The sodium channel Na_X: Possible player in excitation–contraction coupling

The sodium channel Na_X (encoded by the SCN7A gene) was originally identified in the heart and skeletal muscle and is structurally similar to the other voltage-gated sodium channels but does not appear to be voltage gated. Although Na_X is expressed at high levels in cardiac and skeletal muscle, little information exists on the function of Na_X in these tissues. Transcriptional profiling of ion channels in the heart in a subset of patients with Brugada syndrome revealed an inverse relationship between the expression of Na_X and Na_V1.5 suggesting that, in cardiac myocytes, the expression of these channels may be linked.
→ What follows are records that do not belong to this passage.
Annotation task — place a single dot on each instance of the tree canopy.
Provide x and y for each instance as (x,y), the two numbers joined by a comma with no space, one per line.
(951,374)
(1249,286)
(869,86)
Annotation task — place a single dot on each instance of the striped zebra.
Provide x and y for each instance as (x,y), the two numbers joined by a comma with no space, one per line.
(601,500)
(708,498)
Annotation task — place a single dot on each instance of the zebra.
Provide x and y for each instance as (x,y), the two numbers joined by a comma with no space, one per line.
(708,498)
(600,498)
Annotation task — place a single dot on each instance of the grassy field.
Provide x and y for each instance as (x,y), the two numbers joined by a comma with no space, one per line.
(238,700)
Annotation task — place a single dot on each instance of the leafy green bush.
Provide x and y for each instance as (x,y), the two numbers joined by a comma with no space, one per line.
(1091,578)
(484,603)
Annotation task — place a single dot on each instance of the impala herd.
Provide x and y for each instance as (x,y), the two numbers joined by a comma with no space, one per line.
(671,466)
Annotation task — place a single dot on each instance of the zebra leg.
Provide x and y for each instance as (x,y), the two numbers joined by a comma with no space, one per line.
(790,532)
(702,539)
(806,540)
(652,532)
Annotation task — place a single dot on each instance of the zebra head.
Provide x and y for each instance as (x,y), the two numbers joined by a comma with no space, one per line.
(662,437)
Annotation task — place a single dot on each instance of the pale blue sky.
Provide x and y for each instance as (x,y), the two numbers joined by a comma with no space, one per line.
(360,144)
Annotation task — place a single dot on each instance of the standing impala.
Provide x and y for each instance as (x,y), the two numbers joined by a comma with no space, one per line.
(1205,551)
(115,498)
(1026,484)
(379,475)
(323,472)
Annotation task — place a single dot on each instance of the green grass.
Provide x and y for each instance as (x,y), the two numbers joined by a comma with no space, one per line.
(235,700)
We propose that Na_X plays a role in excitation–contraction coupling based on our experimental observations. Here we show that in cardiac myocytes, Na_X is expressed in a striated pattern on the sarcolemma in regions corresponding to the sarcomeric M-line. Knocking down Na_X expression decreased Na_V1.5 mRNA and protein and reduced the inward sodium current (I_Na+) following cell depolarization. When the expression of Na_V1.5 was knocked down, ~85% of the I_Na+ was reduced consistent with the observations that Na_V1.5 is the main voltage-gated sodium channel in cardiac muscle and that Na_X likely does not directly participate in mediating the I_Na+ following depolarization. Silencing Na_V1.5 expression led to significant upregulation of Na_X mRNA. Similar to Na_V1.5, Na_X protein levels were rapidly downregulated when the intracellular [Ca²⁺] was increased either by CaCl₂ or caffeine. These data suggest that a relationship exists between Na_X and Na_V1.5 and that Na_X may play a role in excitation–contraction coupling.